Pausing to sip his coffee, Yew eventually shares: “I want to give back to society so I teach the deaf and mute how to do the crafts, and then I buy them back. In a way, I’m helping to create a supplementary income for these groups.”
He tells me that the money earned from selling the merchandise go towards the conservation of tapir. Earlier this year, MUOC donated RM4,000 to the Malayan Tapir Conservation Centre in Sg Dusun through MNS. The centre, which is not open to public, has about 12 tapirs under its care.
And he’s not stopping at just selling merchandise. Yew also gives talks in schools to spread awareness on the tapir. “You’d be surprised that some students, even parents, don’t know what a tapir is. Some actually thought that it’s an armadillo or some panda species,” recalls Yew.
In Taiwan, he continues, there’s an artist who uses the tapir as his comic character and because of that, many people think that the tapir is that Taiwanese’s creation.
“It’s rather sad. That’s why we should educate people and spread awareness about this beautiful animal. We have the tapir but I feel like we don’t care about it enough. I prefer people to come up to me and ask rather than being ignorant. If they ask, I’ll be more than happy to explain,” says Yew.

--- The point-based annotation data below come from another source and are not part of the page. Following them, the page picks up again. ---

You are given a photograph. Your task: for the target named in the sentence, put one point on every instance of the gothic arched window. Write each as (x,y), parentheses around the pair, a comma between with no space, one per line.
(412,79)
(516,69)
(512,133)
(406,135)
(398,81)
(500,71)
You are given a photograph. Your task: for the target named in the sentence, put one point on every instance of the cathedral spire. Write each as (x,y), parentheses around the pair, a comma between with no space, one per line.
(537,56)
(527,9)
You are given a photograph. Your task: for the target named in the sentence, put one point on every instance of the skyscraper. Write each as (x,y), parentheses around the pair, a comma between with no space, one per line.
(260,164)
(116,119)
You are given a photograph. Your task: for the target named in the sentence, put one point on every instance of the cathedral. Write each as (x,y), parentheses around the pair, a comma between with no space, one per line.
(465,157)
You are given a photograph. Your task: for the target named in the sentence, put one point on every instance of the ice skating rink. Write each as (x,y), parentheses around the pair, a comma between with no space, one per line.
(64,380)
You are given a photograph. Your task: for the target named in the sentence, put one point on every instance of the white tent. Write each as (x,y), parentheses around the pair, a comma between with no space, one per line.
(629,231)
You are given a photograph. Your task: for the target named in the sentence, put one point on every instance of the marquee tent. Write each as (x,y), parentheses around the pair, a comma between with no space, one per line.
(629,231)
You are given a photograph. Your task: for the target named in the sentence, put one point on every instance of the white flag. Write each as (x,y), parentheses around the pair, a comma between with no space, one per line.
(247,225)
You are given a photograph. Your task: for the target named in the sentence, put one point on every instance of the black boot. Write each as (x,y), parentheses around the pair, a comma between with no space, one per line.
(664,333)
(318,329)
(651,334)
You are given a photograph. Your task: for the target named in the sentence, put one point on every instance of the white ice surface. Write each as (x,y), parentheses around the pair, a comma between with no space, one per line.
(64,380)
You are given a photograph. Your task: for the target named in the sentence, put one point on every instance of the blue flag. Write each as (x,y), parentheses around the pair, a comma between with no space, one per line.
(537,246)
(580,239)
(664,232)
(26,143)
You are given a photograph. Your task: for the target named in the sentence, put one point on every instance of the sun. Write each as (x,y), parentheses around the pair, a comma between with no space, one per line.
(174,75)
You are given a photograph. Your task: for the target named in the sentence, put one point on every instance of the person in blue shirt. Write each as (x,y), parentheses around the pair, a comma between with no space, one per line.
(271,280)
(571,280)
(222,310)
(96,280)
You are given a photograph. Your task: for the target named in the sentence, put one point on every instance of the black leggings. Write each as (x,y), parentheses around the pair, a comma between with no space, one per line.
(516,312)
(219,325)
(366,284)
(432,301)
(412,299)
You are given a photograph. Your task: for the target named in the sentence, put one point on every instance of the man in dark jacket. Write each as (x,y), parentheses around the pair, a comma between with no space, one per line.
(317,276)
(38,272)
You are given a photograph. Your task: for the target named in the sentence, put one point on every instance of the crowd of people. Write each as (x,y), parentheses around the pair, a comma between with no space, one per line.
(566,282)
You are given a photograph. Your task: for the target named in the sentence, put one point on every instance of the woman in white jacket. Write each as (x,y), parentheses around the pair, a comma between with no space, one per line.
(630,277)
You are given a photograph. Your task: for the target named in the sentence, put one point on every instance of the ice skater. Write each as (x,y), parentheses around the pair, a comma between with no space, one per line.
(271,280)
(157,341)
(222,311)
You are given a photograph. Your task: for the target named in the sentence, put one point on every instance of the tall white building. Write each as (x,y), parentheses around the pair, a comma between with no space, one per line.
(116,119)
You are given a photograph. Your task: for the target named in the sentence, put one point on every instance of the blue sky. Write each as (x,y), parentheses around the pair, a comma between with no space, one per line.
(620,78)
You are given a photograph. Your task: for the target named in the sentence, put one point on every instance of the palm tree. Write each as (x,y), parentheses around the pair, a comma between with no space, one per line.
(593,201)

What else can be done to protect this animal, I ask. A pause again as Yew ponders the question. Then he replies: “The government and also private sectors have to take more serious action to protect wild animals, not just the tapir. I think there’s one minister who had mulled over the idea of allowing forest rangers to bear arms to deter hunters and poachers. I think that’s a great idea!”
As for MUOC, Yew hopes to spread greater awareness about the tapir and collaborate more with other communities, starting with single mothers. “They can help sew jeans or bags so I can buy them back,” he says, before adding that MUOC will be doing another donation drive next year and will take a group of people to tour the tapir conservation centre.
As we reach the end of our chat, Yew confides that he will continue to make it his mission to spread awareness about the tapir. “I know I don’t have to wait for my business to grow big to give back to society. I have to start somewhere, even if it’s as small as MUOC,” he concludes, eyes shining.